Sak Steps To The Plate For Pros

    GRAND RAPIDS — Legislation that would add the logos of professional sports teams to specialty license plates has passed the House and is in the Senate Transportation Committee.

    If passed by the Senate, the bill would allow the six professional sports teams in Detroit — the Red Wings, Pistons, Lions, Tigers, Shock and Fury — to raise money for their youth athletic programs from the sale and renewal of those license plates.

    Local pro teams, however, were not included in the bill and neither were their youth charities. But State Rep.
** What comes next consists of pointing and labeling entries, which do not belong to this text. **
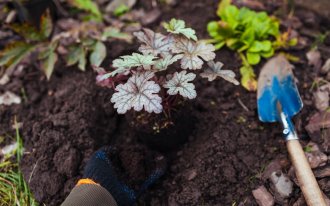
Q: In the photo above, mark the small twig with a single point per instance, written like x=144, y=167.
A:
x=243, y=105
x=34, y=167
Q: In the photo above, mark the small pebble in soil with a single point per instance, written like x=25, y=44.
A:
x=315, y=157
x=263, y=197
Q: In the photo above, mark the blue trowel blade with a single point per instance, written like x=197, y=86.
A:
x=276, y=83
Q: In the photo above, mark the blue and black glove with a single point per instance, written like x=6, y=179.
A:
x=102, y=186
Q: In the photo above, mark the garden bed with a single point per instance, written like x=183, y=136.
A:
x=68, y=118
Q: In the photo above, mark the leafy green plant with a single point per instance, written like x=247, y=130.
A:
x=252, y=34
x=88, y=6
x=149, y=81
x=13, y=189
x=85, y=41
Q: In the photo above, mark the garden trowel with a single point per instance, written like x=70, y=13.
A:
x=279, y=101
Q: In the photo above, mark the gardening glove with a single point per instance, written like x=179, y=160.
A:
x=100, y=185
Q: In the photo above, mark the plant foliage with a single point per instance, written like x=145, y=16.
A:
x=82, y=42
x=149, y=80
x=253, y=34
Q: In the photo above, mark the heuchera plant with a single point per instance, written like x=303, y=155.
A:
x=149, y=81
x=252, y=34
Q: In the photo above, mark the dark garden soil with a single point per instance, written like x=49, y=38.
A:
x=68, y=118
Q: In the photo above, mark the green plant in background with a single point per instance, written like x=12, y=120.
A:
x=90, y=7
x=252, y=34
x=13, y=189
x=82, y=42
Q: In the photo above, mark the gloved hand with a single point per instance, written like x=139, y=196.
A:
x=100, y=169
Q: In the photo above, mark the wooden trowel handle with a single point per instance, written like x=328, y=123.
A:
x=306, y=178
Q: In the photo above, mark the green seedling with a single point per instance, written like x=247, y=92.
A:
x=254, y=35
x=121, y=10
x=148, y=80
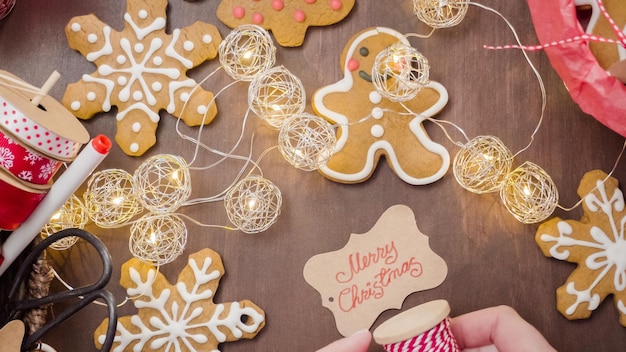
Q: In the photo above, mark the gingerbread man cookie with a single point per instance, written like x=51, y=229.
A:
x=596, y=243
x=141, y=70
x=389, y=132
x=287, y=19
x=182, y=316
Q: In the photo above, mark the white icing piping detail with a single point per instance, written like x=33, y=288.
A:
x=106, y=49
x=108, y=85
x=154, y=117
x=345, y=85
x=158, y=23
x=171, y=52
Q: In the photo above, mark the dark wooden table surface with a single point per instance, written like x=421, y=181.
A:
x=492, y=258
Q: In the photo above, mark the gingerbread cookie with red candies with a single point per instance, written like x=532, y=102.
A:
x=287, y=19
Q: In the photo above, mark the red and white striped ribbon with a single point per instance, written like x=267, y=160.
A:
x=437, y=339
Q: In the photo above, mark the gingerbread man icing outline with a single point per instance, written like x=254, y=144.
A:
x=377, y=129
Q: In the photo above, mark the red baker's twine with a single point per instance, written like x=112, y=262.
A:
x=582, y=37
x=437, y=339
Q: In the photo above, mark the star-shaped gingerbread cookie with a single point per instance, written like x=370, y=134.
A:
x=182, y=316
x=596, y=243
x=141, y=70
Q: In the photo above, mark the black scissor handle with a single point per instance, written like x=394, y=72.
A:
x=87, y=294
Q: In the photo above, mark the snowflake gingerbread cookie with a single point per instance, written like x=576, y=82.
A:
x=183, y=316
x=287, y=19
x=371, y=126
x=596, y=243
x=141, y=70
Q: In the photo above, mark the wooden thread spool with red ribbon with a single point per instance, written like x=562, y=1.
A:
x=37, y=136
x=425, y=328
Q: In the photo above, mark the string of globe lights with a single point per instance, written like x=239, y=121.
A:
x=161, y=185
x=483, y=164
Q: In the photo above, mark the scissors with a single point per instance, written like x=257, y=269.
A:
x=85, y=294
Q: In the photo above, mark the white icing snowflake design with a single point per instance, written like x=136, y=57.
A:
x=596, y=243
x=141, y=70
x=181, y=317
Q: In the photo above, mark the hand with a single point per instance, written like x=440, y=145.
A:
x=359, y=342
x=498, y=329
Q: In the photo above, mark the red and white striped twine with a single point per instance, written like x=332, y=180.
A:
x=583, y=37
x=437, y=339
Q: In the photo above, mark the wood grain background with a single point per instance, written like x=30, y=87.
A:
x=492, y=258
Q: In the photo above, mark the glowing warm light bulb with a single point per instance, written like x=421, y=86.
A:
x=252, y=203
x=109, y=198
x=306, y=141
x=400, y=72
x=71, y=215
x=440, y=14
x=246, y=52
x=275, y=95
x=529, y=193
x=482, y=164
x=56, y=215
x=162, y=183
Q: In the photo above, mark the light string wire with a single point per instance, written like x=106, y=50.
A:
x=542, y=87
x=532, y=67
x=524, y=50
x=18, y=84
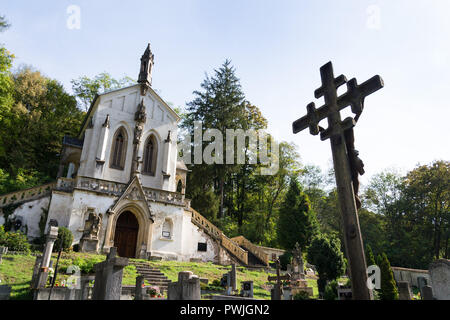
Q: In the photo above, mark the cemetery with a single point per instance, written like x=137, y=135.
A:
x=160, y=188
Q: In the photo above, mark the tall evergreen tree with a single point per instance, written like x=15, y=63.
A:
x=220, y=105
x=325, y=253
x=297, y=222
x=370, y=258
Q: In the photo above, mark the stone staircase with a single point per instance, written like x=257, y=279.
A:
x=232, y=247
x=22, y=196
x=153, y=275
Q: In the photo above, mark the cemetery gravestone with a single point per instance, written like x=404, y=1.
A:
x=233, y=278
x=46, y=256
x=440, y=279
x=277, y=291
x=3, y=250
x=427, y=293
x=404, y=291
x=186, y=288
x=108, y=277
x=139, y=293
x=247, y=289
x=421, y=282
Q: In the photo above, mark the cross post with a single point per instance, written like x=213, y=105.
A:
x=278, y=278
x=354, y=97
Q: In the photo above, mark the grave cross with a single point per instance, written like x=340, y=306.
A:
x=347, y=165
x=278, y=278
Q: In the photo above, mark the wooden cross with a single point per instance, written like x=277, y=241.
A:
x=354, y=97
x=278, y=278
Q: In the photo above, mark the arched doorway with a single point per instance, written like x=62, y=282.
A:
x=125, y=236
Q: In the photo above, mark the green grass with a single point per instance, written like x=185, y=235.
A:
x=16, y=271
x=261, y=287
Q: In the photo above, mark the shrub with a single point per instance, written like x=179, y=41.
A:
x=87, y=265
x=285, y=259
x=15, y=241
x=325, y=253
x=388, y=287
x=64, y=240
x=302, y=295
x=331, y=291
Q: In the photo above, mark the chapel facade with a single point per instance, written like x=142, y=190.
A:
x=120, y=184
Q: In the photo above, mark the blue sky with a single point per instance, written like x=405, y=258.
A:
x=277, y=48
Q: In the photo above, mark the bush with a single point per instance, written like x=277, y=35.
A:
x=285, y=259
x=331, y=291
x=388, y=287
x=15, y=241
x=87, y=265
x=65, y=239
x=216, y=283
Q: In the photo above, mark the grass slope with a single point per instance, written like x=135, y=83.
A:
x=16, y=271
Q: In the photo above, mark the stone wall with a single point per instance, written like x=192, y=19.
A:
x=410, y=275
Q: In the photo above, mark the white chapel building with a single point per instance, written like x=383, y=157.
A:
x=120, y=185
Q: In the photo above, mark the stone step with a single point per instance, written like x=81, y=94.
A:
x=151, y=274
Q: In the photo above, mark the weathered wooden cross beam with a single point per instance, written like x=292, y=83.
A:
x=344, y=158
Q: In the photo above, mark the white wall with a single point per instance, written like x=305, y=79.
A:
x=121, y=106
x=30, y=214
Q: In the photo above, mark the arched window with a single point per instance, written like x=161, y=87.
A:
x=150, y=156
x=119, y=149
x=180, y=186
x=167, y=229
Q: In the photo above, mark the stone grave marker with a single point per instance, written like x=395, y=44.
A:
x=46, y=256
x=277, y=291
x=3, y=250
x=404, y=290
x=247, y=289
x=108, y=277
x=186, y=288
x=427, y=293
x=440, y=278
x=5, y=292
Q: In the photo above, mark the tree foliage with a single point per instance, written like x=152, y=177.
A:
x=325, y=253
x=85, y=88
x=388, y=289
x=297, y=222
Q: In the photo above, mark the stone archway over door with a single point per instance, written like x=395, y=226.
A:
x=126, y=234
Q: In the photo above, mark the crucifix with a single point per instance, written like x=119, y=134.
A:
x=278, y=288
x=347, y=165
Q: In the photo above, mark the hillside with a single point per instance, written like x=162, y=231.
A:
x=16, y=271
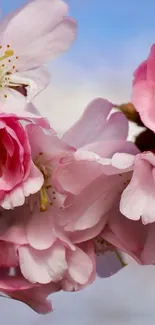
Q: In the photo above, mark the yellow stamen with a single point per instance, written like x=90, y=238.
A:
x=44, y=202
x=7, y=54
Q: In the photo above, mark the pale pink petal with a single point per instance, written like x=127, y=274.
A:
x=123, y=160
x=34, y=181
x=35, y=81
x=12, y=225
x=8, y=255
x=12, y=102
x=143, y=95
x=92, y=215
x=48, y=143
x=36, y=297
x=9, y=284
x=108, y=148
x=97, y=198
x=137, y=200
x=68, y=284
x=40, y=233
x=16, y=197
x=33, y=48
x=13, y=199
x=148, y=256
x=80, y=266
x=129, y=234
x=46, y=266
x=87, y=234
x=116, y=128
x=52, y=44
x=140, y=74
x=91, y=125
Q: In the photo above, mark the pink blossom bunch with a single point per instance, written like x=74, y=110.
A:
x=65, y=200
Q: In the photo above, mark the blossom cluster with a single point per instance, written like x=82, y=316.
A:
x=64, y=200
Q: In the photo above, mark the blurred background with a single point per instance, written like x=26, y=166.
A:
x=114, y=37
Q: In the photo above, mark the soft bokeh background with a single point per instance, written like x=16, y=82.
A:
x=114, y=36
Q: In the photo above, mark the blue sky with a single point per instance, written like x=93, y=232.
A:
x=105, y=26
x=114, y=37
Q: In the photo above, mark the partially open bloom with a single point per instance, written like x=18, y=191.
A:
x=131, y=237
x=23, y=53
x=143, y=92
x=17, y=169
x=137, y=201
x=54, y=231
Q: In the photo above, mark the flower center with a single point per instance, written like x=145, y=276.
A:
x=47, y=192
x=7, y=67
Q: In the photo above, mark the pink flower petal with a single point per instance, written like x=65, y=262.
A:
x=137, y=200
x=80, y=266
x=46, y=266
x=38, y=42
x=36, y=297
x=35, y=80
x=91, y=125
x=143, y=95
x=148, y=256
x=8, y=255
x=45, y=143
x=40, y=233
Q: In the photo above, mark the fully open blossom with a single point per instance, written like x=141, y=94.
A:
x=54, y=230
x=19, y=176
x=137, y=201
x=29, y=37
x=143, y=92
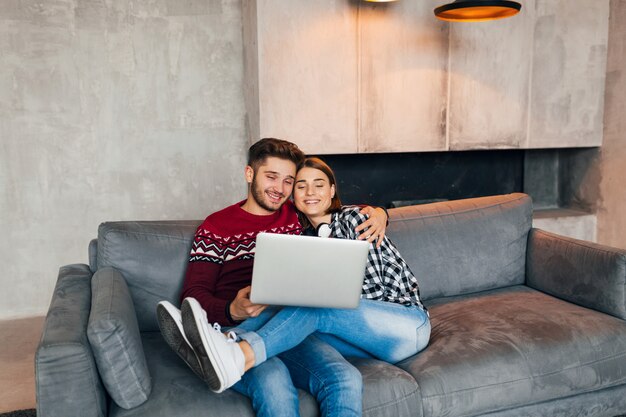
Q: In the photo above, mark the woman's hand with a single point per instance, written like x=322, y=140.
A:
x=242, y=308
x=374, y=227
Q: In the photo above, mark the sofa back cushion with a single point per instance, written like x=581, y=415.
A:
x=464, y=246
x=152, y=257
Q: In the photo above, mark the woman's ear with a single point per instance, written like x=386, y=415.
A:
x=249, y=173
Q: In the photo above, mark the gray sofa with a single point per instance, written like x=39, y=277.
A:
x=525, y=322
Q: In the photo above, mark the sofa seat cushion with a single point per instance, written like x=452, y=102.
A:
x=177, y=391
x=509, y=347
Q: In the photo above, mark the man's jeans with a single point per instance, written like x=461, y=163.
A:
x=386, y=331
x=313, y=366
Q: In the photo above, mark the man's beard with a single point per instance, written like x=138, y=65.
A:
x=259, y=195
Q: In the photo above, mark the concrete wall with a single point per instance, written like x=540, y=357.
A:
x=610, y=164
x=111, y=110
x=349, y=76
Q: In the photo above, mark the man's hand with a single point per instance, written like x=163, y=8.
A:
x=374, y=227
x=242, y=308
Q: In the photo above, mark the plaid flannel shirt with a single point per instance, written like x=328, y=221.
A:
x=387, y=275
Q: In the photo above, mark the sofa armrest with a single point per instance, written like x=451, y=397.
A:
x=67, y=380
x=584, y=273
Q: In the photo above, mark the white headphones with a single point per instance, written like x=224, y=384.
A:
x=323, y=230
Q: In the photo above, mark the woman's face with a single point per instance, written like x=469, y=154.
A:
x=313, y=192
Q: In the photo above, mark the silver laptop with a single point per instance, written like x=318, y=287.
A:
x=308, y=271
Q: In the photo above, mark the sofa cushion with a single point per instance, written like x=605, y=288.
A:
x=388, y=390
x=464, y=246
x=115, y=341
x=152, y=257
x=510, y=347
x=176, y=388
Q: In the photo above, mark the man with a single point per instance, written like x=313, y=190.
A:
x=219, y=275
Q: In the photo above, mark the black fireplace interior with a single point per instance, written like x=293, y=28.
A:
x=550, y=176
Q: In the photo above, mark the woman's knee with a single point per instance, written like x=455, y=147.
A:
x=344, y=377
x=271, y=378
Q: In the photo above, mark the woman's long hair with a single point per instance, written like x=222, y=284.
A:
x=335, y=202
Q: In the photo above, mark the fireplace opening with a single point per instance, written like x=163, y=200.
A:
x=552, y=177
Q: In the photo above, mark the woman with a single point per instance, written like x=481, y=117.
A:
x=390, y=323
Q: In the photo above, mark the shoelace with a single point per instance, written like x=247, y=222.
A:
x=231, y=336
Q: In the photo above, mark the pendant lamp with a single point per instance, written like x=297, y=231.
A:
x=477, y=10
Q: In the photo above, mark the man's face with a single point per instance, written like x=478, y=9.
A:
x=272, y=183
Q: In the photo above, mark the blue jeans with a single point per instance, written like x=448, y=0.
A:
x=386, y=331
x=313, y=366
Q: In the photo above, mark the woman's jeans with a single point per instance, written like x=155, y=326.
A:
x=379, y=329
x=313, y=366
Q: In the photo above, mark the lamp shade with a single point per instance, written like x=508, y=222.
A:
x=477, y=10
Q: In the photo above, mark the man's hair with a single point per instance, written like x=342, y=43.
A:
x=266, y=147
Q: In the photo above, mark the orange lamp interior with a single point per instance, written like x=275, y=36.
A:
x=477, y=13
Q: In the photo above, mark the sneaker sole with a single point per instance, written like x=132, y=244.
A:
x=173, y=334
x=215, y=376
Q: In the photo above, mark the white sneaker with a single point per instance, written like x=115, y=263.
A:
x=221, y=358
x=171, y=326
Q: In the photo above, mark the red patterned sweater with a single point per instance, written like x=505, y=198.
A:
x=220, y=263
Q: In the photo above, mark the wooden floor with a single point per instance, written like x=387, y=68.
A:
x=18, y=341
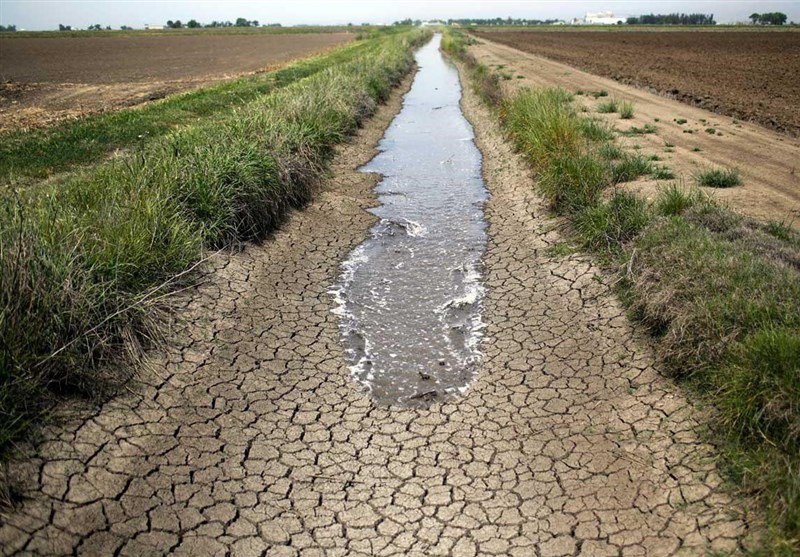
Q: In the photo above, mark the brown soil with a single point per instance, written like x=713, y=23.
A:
x=769, y=162
x=248, y=436
x=753, y=76
x=51, y=79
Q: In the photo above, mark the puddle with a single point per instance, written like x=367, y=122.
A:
x=409, y=297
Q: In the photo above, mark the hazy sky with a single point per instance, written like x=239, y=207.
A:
x=47, y=14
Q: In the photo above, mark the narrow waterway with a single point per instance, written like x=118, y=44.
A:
x=409, y=297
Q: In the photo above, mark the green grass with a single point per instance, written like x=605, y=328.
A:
x=720, y=293
x=662, y=173
x=85, y=258
x=26, y=156
x=719, y=178
x=608, y=106
x=646, y=129
x=630, y=167
x=626, y=110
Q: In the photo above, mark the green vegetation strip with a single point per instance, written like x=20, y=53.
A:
x=29, y=155
x=85, y=260
x=719, y=292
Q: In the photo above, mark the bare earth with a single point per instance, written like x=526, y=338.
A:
x=769, y=161
x=50, y=79
x=750, y=74
x=249, y=435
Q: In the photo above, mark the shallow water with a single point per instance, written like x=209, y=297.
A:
x=409, y=297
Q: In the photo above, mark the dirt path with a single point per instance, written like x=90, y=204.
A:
x=249, y=436
x=769, y=162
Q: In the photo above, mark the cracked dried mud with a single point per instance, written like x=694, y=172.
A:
x=247, y=435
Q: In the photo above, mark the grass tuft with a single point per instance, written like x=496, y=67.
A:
x=626, y=110
x=719, y=178
x=85, y=258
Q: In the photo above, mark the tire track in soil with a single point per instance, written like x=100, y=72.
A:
x=248, y=435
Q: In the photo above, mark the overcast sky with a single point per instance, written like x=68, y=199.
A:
x=47, y=14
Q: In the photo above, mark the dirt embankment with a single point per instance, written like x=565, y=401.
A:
x=752, y=75
x=767, y=160
x=50, y=79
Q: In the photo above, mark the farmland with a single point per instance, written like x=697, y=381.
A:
x=749, y=75
x=43, y=80
x=379, y=301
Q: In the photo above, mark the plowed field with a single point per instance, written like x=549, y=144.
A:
x=48, y=79
x=752, y=75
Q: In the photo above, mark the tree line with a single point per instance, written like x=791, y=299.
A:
x=240, y=22
x=672, y=19
x=769, y=18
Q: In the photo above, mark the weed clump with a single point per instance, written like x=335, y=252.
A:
x=626, y=110
x=719, y=178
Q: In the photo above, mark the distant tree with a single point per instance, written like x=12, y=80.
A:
x=672, y=19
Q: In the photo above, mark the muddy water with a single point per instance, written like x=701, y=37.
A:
x=410, y=296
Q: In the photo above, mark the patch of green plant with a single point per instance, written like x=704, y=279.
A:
x=560, y=249
x=610, y=152
x=28, y=155
x=719, y=178
x=662, y=173
x=86, y=258
x=626, y=110
x=630, y=167
x=596, y=130
x=646, y=129
x=674, y=200
x=608, y=107
x=607, y=226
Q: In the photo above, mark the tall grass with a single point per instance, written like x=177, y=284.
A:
x=85, y=259
x=720, y=293
x=30, y=155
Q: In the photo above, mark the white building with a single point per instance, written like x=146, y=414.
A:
x=598, y=18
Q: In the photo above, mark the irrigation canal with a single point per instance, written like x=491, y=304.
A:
x=410, y=296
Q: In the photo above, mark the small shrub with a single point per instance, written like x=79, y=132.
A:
x=646, y=129
x=572, y=182
x=662, y=173
x=608, y=107
x=630, y=167
x=719, y=178
x=605, y=226
x=626, y=110
x=674, y=200
x=610, y=152
x=595, y=130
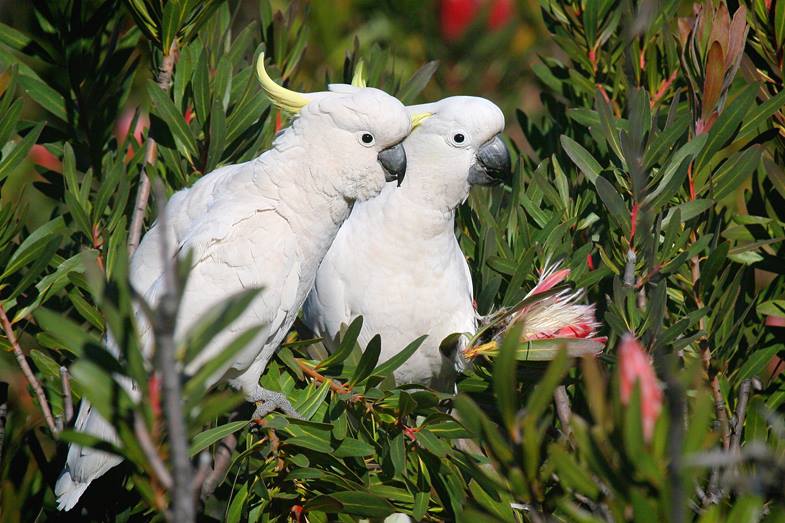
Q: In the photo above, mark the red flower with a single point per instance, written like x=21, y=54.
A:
x=457, y=15
x=635, y=367
x=40, y=155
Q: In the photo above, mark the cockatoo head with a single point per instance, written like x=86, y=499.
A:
x=457, y=146
x=357, y=133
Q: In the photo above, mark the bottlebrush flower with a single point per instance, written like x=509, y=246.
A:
x=551, y=320
x=457, y=15
x=557, y=315
x=635, y=367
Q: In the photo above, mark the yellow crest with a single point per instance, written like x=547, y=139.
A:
x=280, y=96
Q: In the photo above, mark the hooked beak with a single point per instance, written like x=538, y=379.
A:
x=493, y=163
x=393, y=160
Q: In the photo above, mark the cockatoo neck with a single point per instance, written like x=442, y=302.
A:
x=432, y=191
x=408, y=210
x=303, y=192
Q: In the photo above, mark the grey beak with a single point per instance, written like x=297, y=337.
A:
x=493, y=163
x=393, y=160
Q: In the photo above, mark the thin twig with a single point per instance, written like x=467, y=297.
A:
x=27, y=371
x=164, y=81
x=68, y=400
x=3, y=415
x=184, y=510
x=150, y=452
x=221, y=462
x=741, y=413
x=311, y=372
x=563, y=409
x=202, y=471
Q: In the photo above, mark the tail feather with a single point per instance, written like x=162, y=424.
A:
x=68, y=491
x=83, y=465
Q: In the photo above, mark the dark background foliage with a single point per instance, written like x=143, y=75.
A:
x=648, y=147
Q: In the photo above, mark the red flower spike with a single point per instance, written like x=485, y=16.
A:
x=550, y=280
x=154, y=391
x=635, y=367
x=41, y=156
x=456, y=16
x=501, y=12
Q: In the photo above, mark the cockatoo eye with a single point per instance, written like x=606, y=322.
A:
x=459, y=139
x=367, y=139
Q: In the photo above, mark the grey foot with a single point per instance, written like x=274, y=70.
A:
x=270, y=402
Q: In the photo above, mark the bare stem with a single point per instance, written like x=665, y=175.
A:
x=741, y=414
x=68, y=401
x=164, y=80
x=184, y=510
x=150, y=452
x=563, y=409
x=27, y=371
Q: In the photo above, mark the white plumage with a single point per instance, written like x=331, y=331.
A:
x=396, y=260
x=264, y=224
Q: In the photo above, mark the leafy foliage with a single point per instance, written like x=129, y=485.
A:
x=653, y=171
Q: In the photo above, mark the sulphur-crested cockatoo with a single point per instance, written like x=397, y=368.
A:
x=396, y=260
x=263, y=224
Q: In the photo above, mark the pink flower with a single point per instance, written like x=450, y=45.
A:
x=635, y=367
x=557, y=315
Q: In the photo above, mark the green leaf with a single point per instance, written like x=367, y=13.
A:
x=40, y=93
x=504, y=380
x=206, y=438
x=730, y=176
x=33, y=245
x=19, y=152
x=582, y=158
x=346, y=346
x=612, y=200
x=8, y=121
x=201, y=88
x=13, y=38
x=755, y=362
x=351, y=447
x=367, y=361
x=548, y=349
x=633, y=424
x=543, y=391
x=196, y=385
x=217, y=136
x=165, y=108
x=728, y=121
x=570, y=473
x=760, y=114
x=215, y=320
x=779, y=24
x=235, y=511
x=417, y=82
x=772, y=308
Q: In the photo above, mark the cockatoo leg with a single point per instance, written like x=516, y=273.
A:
x=268, y=401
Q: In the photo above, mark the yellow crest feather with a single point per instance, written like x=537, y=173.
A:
x=419, y=118
x=281, y=97
x=358, y=80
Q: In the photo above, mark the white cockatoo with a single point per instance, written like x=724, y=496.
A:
x=263, y=224
x=396, y=260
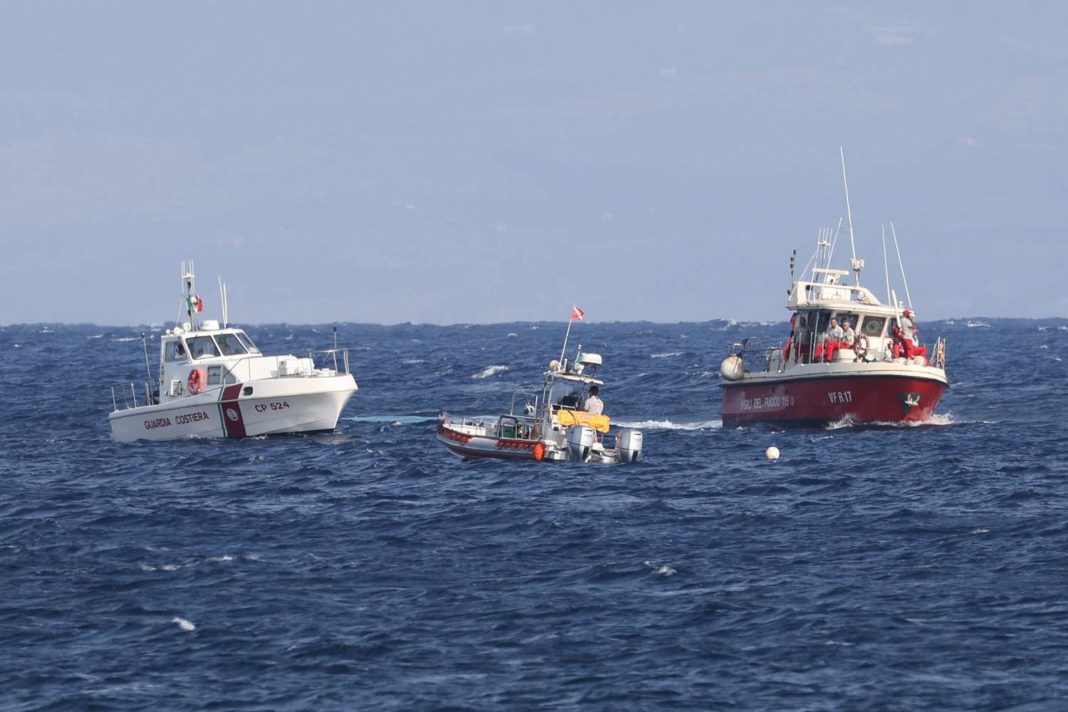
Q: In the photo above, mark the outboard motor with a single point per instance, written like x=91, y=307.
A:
x=629, y=444
x=580, y=440
x=733, y=367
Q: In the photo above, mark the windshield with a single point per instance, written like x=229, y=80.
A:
x=566, y=394
x=202, y=347
x=230, y=345
x=248, y=342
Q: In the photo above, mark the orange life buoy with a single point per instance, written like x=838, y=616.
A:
x=195, y=381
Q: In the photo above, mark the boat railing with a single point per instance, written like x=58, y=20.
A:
x=333, y=354
x=128, y=394
x=760, y=353
x=530, y=400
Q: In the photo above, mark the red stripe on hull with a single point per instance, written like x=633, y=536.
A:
x=814, y=400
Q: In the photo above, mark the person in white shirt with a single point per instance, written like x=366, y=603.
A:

Michael Sak, D-Grand Rapids, plans to correct that this week.

    Sak will introduce a bill in the House that would allow the logos of the Griffins, Rampage and Whitecaps to be put on the plates and then have the proceeds from the sales directed to the clubs’ youth programs.

    “I think it’s just a good opportunity for the fans here in West Michigan to support their hometown teams and at the same time do something extremely beneficial for their youth athletic programs,” said Sak last week.

    Sak became motivated to write his bill after he watched the House back the one that put the Detroit teams on the plates. He plans to introduce his bill on Tuesday, March 9, and he feels that he has enough support to get the measure through the House.

    “I believe I do,” he said.

    West Michigan Whitecaps Sales Manager Dan McCrath said his club was happy to hear of Sak’s intentions.

    “It’s pretty important to us. We think it’s a great piece as it gets the Whitecaps name out there and it helps our charity. A big part of our organization is being able to give back to the Inner City Youth Baseball Programs,” said McCrath.

    The Griffins and Rampage had a similar reaction to Sak’s effort.

    “We have a lot of charitable efforts and charities that we regularly work with,” said Scott Gorsline, COO for DP Fox Sports & Entertainment, which owns a majority share of the Griffins and all of the Rampage.

    The bill in the Senate committee calls for the Secretary of State to design, develop and issue a fundraising registration plate and a matching collector plate for each pro team. State fees from plate sales would be deposited into a special account created in the treasury, while proceeds from the sales would be sent to the youth sports programs named by the teams.

    Also, a portion of the earnings would go to the U.S. Olympic Education Center.

    The House passed the bill, HB 5139, by a 90-12 vote. The bill deleted a provision from the Motor Vehicle Code that limited the state to issuing only seven fundraising plates.

    Rep. Tupac Hunter, a Wayne County Democrat, was the bill’s major sponsor.

    “It came from a desire to help youth, to assist in funding programs that give kids an opportunity to participate in sports programs,” said Hunter.

    Besides the vehicle registration fee and a $10 service fee, a $25 donation must accompany an application for an original fundraising plate. Renewing one costs the registration fee and a $10 donation. The donations go to the cause the plate represents.

    The Senate estimated it would cost the state $15,000 to develop each new plate.

    The state currently offers seven specialty fundraising license plates and 15 university fundraising plates. Sales revenue from the specialty plates totaled $1.3 million, and $1.1 million was generated from the university plates for the last fiscal year.

    “With the difficult times we’re experiencing in Lansing with the budget, this is something that we can do positively,” said Sak of his bill. “It’s not earth shaking in any capacity, but at the same time it allows our fans and our community to support our professional teams and send those dollars to youth athletic programs.”